RBI Might Perhaps Make Another Policy Rate Cut of 25 bps on 4th October

RBI Might Perhaps Make Another Policy Rate Cut of 25 bps on 4th October

The Reserve Bank of India may currently make another rate cut on 4th October. This cut of up to 25 bps shall be the 5th in a row by the apex bank. Shaktikanta Das, the RBI Governor heads the Monetary Policy Committee (MPC) would make an announcement the fourth bi-monthly monetary policy for 2019-20 recently after its three-day meeting.

The apex bank may announce the rate cut to complement government's measures such as reducing corporate tax as well as promoting credit off-take in order to boost economic activity during the festive season in the midst of a slowdown.

The financial market expert had stated that the magnitude of the repo rate cut is going to be lower this time as the RBI has cumulatively cut it by 110 basis points in the calendar year up to now.

The prevailing retail inflation reading at 3.21% for August, which is lower than the mandated 4% inflation target, gives the RBI headroom to cut rates to encourage growth.

The RBI might also want to make out how the new lending rate regime, linking banks’ retail as well as micro and small enterprise loans towards an external benchmark with effect from 1st October, responds to a rate cut in the background of sufficient liquidity in the banking system.
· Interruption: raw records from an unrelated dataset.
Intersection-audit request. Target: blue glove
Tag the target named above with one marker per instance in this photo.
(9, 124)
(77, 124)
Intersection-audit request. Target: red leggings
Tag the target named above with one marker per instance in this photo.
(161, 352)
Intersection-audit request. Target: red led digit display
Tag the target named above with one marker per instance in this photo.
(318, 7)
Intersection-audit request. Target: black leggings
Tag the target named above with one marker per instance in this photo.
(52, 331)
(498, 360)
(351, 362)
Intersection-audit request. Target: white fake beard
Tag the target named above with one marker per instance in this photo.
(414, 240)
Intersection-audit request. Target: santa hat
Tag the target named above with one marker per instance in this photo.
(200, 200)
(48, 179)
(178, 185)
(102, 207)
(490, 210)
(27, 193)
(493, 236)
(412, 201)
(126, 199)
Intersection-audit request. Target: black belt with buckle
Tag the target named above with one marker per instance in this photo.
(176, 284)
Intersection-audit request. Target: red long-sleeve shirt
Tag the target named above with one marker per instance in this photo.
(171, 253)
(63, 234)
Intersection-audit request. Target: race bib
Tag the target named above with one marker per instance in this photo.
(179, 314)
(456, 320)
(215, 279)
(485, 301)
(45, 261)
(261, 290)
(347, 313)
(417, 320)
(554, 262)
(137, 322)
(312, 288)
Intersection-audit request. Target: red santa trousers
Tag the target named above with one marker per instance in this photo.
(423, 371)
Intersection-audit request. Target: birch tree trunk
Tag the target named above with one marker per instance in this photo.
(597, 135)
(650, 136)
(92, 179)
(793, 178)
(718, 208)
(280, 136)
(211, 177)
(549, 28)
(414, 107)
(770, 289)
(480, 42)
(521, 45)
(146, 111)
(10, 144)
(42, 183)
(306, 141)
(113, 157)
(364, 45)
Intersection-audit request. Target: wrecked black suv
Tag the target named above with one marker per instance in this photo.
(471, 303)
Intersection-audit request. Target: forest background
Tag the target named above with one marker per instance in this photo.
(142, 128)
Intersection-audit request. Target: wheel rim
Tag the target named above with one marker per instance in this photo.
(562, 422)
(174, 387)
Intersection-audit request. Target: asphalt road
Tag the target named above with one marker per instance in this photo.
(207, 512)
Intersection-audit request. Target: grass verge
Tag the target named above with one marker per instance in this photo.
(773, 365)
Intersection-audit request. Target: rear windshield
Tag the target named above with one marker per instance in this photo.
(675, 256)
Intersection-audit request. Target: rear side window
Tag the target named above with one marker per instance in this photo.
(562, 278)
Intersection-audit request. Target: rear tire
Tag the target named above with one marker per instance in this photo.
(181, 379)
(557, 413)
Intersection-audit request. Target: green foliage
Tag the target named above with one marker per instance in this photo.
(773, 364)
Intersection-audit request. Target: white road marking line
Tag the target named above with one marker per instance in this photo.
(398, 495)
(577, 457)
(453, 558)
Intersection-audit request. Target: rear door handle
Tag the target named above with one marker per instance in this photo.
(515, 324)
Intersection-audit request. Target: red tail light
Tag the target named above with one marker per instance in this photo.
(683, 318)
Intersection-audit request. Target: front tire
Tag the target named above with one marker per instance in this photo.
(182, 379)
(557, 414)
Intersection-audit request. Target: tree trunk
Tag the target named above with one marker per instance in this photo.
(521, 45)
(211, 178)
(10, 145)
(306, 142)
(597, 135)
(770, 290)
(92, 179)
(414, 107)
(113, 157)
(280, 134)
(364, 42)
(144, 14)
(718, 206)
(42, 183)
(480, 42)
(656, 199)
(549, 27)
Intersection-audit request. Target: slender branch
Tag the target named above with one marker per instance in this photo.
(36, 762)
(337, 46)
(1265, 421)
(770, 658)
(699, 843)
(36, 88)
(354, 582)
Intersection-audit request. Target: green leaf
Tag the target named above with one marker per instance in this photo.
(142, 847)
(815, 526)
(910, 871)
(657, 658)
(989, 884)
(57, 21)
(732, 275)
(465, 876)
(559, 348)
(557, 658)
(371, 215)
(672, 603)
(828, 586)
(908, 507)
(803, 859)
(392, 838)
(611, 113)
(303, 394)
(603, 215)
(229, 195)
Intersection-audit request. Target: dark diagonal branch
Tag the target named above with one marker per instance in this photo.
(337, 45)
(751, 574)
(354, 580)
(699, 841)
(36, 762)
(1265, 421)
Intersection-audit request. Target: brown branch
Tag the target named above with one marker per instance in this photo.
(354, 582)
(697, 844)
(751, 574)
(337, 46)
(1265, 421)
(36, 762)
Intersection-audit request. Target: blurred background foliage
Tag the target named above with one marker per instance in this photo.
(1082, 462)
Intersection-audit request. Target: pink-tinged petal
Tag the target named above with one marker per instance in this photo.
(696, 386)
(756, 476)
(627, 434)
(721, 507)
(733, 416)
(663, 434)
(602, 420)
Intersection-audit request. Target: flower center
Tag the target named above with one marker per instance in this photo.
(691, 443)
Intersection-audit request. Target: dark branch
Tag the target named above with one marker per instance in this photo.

Repo rate is basically the interest rate at which the central bank offers liquidity to banks in order to overcome short-term liquidity mismatches. At present, this rate is at 5.40%.

The central bank has by now slashed the repo rate (short-term borrowing rate) four times aggregating towards 1.10 percentage points since January. At its preceding meeting in August, the MPC had slashed the benchmark lending rate by an unusual 35 basis points to 5.40%.

The forthcoming MPC meeting had been held in the setting of the RBI's mandate to banks towards linking their loan products to an external benchmark, such as repo rate, for faster transmission of reduction in policy rates to borrowers from 1st October. Ahead of the meeting, RBI Governor Shaktikanta Das had headed the Financial Stability and Development Council (FSDC) sub-committee took stock of the existing macroeconomic situation. Previously, the RBI Governor had stated the government has small fiscal space, giving hopes that the RBI might provide additional monetary stimulus to support and boost the economy.


The government's financial space was squeezed on account of cut in rates of corporate tax and lowering of GST on various items. Revenue collection also has been much lowering as per the Budget estimations. Experts held that one more rate cut is expected as the government is tied and the onus of taking initiatives at the present rests with the Reserve Bank.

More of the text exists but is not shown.